If you watched “The Sound of Metal,” you might recall the gentle smile of Lauren Ridloff as the school teacher who appears in the second half. She’s undergone a transformation since then. Ridloff has been training, after all, to play a radically reimagined Makkari. She’s a super fast superhero who happens to be a deaf woman of color. Unusual on every count.
At a recent panel discussion, Ridloff talked passionately about the scale of awareness that the “Eternals” will generate.
“It’s going to make a massive impact,” she said. “The MCU has a global audience, and I can’t even start to imagine how this is going to affect other communities throughout the world.”

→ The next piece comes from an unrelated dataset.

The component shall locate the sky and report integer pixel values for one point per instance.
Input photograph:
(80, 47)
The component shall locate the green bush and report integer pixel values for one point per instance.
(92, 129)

“It’s going to make a massive impact.”
As is the case for many of us, Ridloff searched for inspirational characters in books and films while growing up. She looked for deaf characters who overcame the impossible to carve their own identity. This search would seem fruitless if things weren’t finally beginning to change. We are seeing more deaf actors in major roles across television series and films.
Read more: Top moments for deaf talent in 2020
Ridloff said she looks forward to more deaf creators in Hollywood – both on and off screen – who unravel the deaf experience in a more nuanced way. In other words, not stories that focus only on the hearing loss, but those that have layers, dig deeper, and reveal personality.
The Marvel Cinematic Universe has come a long way since the ’70s, when the original Makkari was sketched as a beefy white male. The superheroes we see on screen today are from diverse backgrounds. They challenge stereotypes and consciously address the inclusivity that was for long missing in popular fiction. For a change, we are now seeing superheroes with disabilities, superheroes who are Asian, and even an LGBTQ+ superhero.
Besides Ridloff as Makkari, there’s another deaf superhero joining her. A deaf, Native American superhero called Echo (a.k.a Maya Lopez). She is a spin-off on Hawkeye, who’s also seen experiencing hearing loss. The character will be played by a deaf Native American actress named Alaqua Cox.
What could be better than two deaf superheroes? A universe that represents disability as a multitude of superb abilities.